O tártaro diz para os companheiros:
– Vinde falar com este cativos que me parecem homens de muita valia e siso.
Os três acercam-se curiosos e os portugueses sentem-se como animais raros numa jaula de feira.
– Como se chama a vossa nação? A que distância está daqui?
– Somos do reino de Portugal, o qual dista da cidade de Pequim quase três anos de caminho por mar.
– Quanto? Quanto? – perguntam incrédulos.
– Três anos! – confirma Fernão, incapaz de se manter afastado de qualquer novidade.
– Porque não vindes antes por terra, em vez de vos aventurardes aos trabalhos do mar?
– A terra é muito grande – explica Jorge – há nela reis de diversas nações que o não consentiriam.
– Que vindes buscar a estes lugares? Porque vos aventurais a tamanhos trabalhos?
Jorge e Fernão dão-lhes as suas razões com as mais enfeitadas palavras que lhes ocorrem. Os três oficiais ficam uns instantes como que suspensos e o que primeiro os interpelou, abanando três ou quatro vezes com a cabeça, diz para o mais velho:
– Esta gente, ao vir conquistar terra tão distante da sua pátria, dá claramente a entender que deve haver entre eles muita cobiça e pouca justiça.

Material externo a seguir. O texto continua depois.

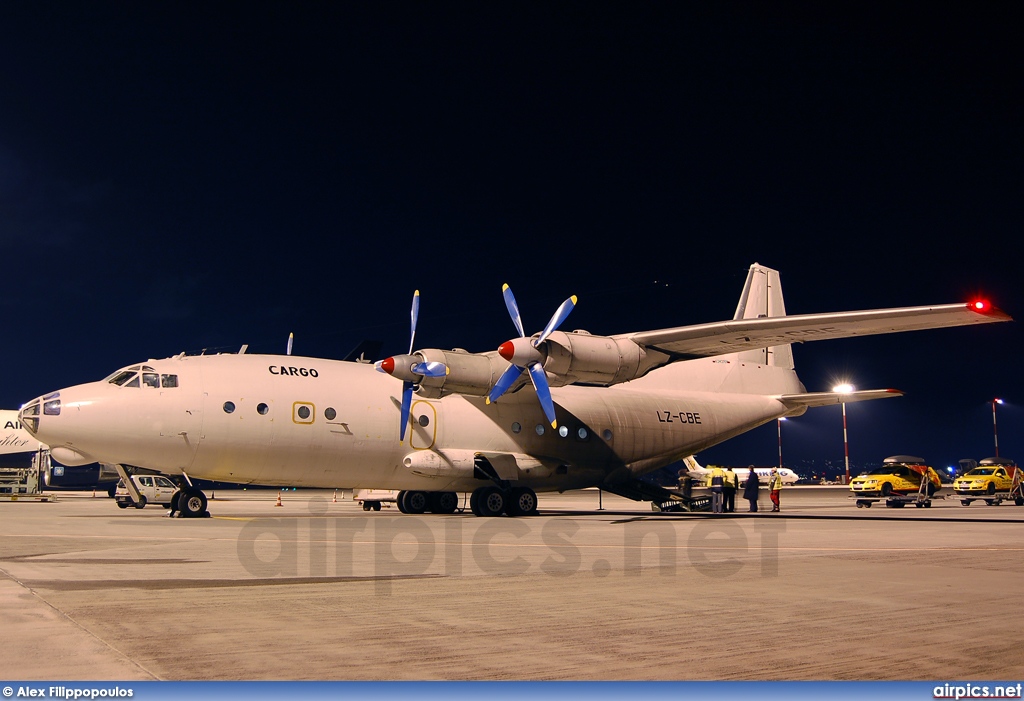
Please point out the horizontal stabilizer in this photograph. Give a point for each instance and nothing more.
(740, 335)
(829, 398)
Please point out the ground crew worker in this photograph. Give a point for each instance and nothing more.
(751, 488)
(729, 490)
(716, 480)
(775, 486)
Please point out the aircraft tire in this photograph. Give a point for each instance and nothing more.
(192, 502)
(521, 501)
(492, 501)
(416, 501)
(443, 501)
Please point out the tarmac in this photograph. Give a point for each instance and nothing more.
(595, 587)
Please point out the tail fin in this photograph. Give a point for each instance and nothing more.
(762, 297)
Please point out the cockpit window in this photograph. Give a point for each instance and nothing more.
(122, 377)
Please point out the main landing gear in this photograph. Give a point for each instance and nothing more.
(489, 500)
(189, 502)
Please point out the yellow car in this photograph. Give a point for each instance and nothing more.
(991, 475)
(898, 475)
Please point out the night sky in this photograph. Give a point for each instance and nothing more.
(179, 176)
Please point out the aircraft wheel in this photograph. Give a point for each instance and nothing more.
(489, 501)
(416, 501)
(192, 502)
(521, 501)
(443, 501)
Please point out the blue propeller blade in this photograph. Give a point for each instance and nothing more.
(407, 404)
(556, 320)
(543, 392)
(509, 377)
(415, 314)
(513, 308)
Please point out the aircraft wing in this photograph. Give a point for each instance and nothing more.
(708, 340)
(830, 398)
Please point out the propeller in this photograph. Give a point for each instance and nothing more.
(524, 354)
(410, 368)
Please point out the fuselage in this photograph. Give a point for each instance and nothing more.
(316, 423)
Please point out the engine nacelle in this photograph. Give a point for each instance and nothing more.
(593, 359)
(472, 374)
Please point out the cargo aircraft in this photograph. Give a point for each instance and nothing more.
(550, 411)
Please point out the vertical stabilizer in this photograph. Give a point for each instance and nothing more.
(762, 297)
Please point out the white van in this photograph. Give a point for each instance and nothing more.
(153, 489)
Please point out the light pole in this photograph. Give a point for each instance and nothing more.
(845, 389)
(995, 432)
(779, 422)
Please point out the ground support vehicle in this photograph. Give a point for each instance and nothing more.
(682, 502)
(373, 499)
(922, 498)
(993, 481)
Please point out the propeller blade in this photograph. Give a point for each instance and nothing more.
(513, 308)
(509, 377)
(415, 314)
(543, 392)
(556, 320)
(430, 369)
(407, 404)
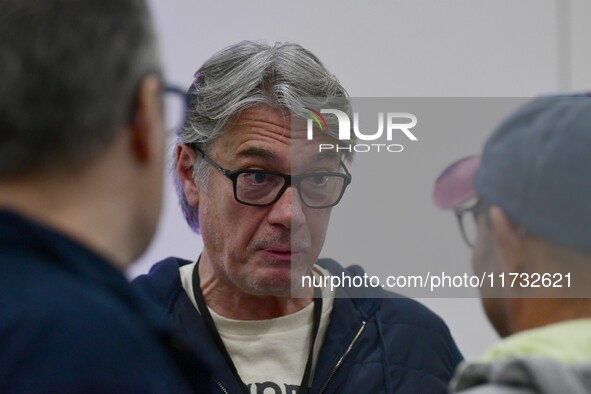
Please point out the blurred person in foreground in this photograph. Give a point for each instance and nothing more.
(260, 194)
(528, 196)
(81, 168)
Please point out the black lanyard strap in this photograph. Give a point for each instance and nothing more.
(204, 310)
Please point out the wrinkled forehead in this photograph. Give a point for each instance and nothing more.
(267, 133)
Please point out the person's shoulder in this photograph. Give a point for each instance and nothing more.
(87, 337)
(395, 308)
(163, 283)
(522, 374)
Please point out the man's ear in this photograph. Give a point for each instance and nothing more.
(147, 127)
(185, 161)
(509, 240)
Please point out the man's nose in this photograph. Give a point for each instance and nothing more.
(288, 210)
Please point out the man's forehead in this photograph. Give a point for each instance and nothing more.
(271, 126)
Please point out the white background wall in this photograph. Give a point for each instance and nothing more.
(474, 48)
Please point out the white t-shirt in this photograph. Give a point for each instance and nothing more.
(270, 355)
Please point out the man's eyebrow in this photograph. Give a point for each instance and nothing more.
(328, 155)
(257, 152)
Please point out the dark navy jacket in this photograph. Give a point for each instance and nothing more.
(373, 345)
(70, 323)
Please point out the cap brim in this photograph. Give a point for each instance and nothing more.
(455, 185)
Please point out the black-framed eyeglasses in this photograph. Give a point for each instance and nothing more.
(468, 220)
(260, 188)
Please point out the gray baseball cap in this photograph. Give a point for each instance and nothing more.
(537, 167)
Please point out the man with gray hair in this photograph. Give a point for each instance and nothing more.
(527, 201)
(260, 193)
(81, 167)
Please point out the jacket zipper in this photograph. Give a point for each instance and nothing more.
(334, 370)
(221, 387)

– Assim parece – responde-lhe o outro –, porque homens que por indústria e engenho voam por cima das águas todas, para adquirirem o que Deus lhes não deu, ou a pobreza neles é tanta que de todo lhes fez esquecer a sua pátria, ou a cegueira que lhes causa a sua cobiça é tamanha que por ela negam a Deus e a seus pais147.
Riem-se os outros dois com a resposta e motejam um pouco entre si, na sua língua, que nenhum dos portugueses entende.
– Se algum de vós outros – diz-lhes o que aparenta ter maior prestígio –, pelo muito que haveis visto do mundo, souber de algum ardil com que o nauticor possa tomar este castelo, eu vos asseguro que em vez de serdes vós seus cativos, será ele vosso.
– Se ele nos der um assinado seu em nome d’el-rei – responde-lhe o desaforado Mendes, inconsideradamente, perante o pasmo dos companheiros que seguem a prática, mal ousando crer no que ouvem – de nos mandar pôr seguros no mar da ilha de Ainão, donde possamos ir livremente para a nossa terra, quiçá eu lhe faça conquistar o castelo com muito pouco trabalho.
O tártaro escancara os olhos, alvoroçado pela novidade, avisando-o em tom grave:
– Vê bem o que dizes, porque te asseguro que, se isso fizeres, te será concedido tudo o que pedires e muito mais ainda do que podes pedir.
É uma promessa que contém uma ameaça velada. Fernão, apercebendo-se da alhada em que aquele tunante sem juízo os está a meter, brada-lhe alarmado, quando o vê abrir a boca para falar:
– Que fazes, fumoso? Queres matar-nos a todos?
– Muito ventam os teus foles, rascão! – grita-lhe Borralho, com mais ódio aos tártaros do que aos chins, pela perda de Lijie. – Não te abastam os apuros em que estamos metidos?
– Como podes prometer-lhes o impossível, embusteiro!? – berra-lhe Vicente. – Estás a jogar com as nossas vidas.